The library automatically sets up exception handlers for:

- **Uncaught exceptions**: Main thread exceptions
- **Thread exceptions**: Exceptions in spawned threads
- **Asyncio exceptions**: Unhandled exceptions in async tasks

```python
from charlabs.logging import LogsSettings, setup_logs

settings = LogsSettings(uncaught_log_name="errors")
setup_logs(settings)

# Now all uncaught exceptions will be logged to the "errors" logger
```

## Cloud Provider Support (structlog only)

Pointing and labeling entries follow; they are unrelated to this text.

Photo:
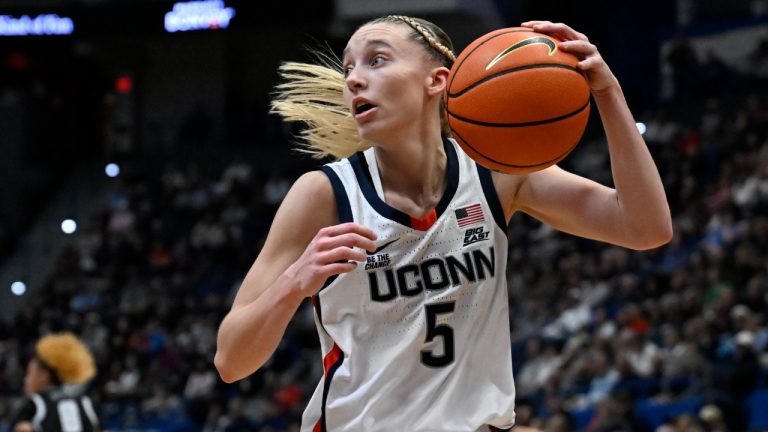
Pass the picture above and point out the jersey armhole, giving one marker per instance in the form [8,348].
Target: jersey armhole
[344,209]
[491,196]
[342,201]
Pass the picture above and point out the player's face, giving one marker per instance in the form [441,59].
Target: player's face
[36,379]
[386,75]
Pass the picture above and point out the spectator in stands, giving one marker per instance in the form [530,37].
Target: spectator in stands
[54,385]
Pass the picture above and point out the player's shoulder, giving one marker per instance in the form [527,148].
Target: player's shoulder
[310,203]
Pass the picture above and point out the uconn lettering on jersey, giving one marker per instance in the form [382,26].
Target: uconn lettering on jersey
[433,274]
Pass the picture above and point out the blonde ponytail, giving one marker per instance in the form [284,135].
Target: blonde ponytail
[313,94]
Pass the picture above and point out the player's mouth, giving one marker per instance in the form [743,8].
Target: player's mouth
[362,109]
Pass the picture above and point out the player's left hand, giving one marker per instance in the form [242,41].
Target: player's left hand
[596,71]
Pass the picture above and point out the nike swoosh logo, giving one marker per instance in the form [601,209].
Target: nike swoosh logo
[530,41]
[380,248]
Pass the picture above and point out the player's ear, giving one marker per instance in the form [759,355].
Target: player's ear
[437,81]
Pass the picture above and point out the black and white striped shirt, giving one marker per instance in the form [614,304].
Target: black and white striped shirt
[59,410]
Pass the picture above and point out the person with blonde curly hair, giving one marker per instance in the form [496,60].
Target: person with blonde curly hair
[401,242]
[54,384]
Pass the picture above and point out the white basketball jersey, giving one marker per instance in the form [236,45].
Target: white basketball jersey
[417,338]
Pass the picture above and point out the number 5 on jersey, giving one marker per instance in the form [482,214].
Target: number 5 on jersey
[434,330]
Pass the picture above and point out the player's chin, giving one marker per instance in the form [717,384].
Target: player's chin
[370,132]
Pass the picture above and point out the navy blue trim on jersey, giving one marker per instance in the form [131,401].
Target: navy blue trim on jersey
[363,174]
[342,204]
[342,200]
[491,196]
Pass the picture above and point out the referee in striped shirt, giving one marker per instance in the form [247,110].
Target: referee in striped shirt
[54,385]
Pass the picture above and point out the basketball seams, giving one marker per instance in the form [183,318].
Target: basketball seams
[525,121]
[468,54]
[522,124]
[509,71]
[531,167]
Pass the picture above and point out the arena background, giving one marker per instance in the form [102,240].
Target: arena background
[140,171]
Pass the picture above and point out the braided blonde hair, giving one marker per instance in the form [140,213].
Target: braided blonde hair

### Google Cloud Platform (GCP)

When running on GCP, use the GCP execution environment for proper log formatting:

```python
from charlabs.logging.structlog import LogsSettings, LogsExecEnvironment, setup_logs

settings = LogsSettings(exec_environment=LogsExecEnvironment.GCP)
setup_logs(settings, is_dev=False)
```

This automatically maps log levels to GCP's severity levels and includes appropriate metadata.

## Development

### Setup

```bash
# Clone the repository
git clone <repository-url>
cd charlabs_pylib_logging

# Install dependencies
uv sync

# Install pre-commit hooks
make pre-commit-install
```

### Running Tests

```bash
make test
```

### Code Quality

```bash
# Run linting
make lint

# Run type checking
make types

# Run pre-commit checks
make pre-commit

# Fix formatting and linting issues
make format-fix
make lint-fix
```


## API Reference

### LogsSettings Classes

#### `charlabs.logging.LogsSettings`
- `logs_config_path`: Path to YAML logging configuration file
- `uncaught_log_name`: Logger name for uncaught exceptions

#### `charlabs.logging.structlog.LogsSettings`
- `log_level`: Application log level
- `dev_log_level`: Development log level
- `exec_environment`: Cloud execution environment
- `logger_names`: List of logger names to configure
- `logger_names_extends`: Additional logger names
- `uncaught_log_name`: Logger name for uncaught exceptions

### Task Logger Classes

#### `BaseTaskLogger` (Abstract)
Base class for task loggers with common functionality.

#### `charlabs.logging.TaskLogger`
Traditional logging implementation of task logger.

#### `charlabs.logging.structlog.TaskLogger`
Structured logging implementation of task logger.

### Setup Functions

#### `charlabs.logging.setup_logs(logs_settings: LogsSettings)`
Sets up traditional logging from YAML configuration.

#### `charlabs.logging.structlog.setup_logs(logs_settings: LogsSettings, *, is_dev: bool = False)`
Sets up structured logging with structlog.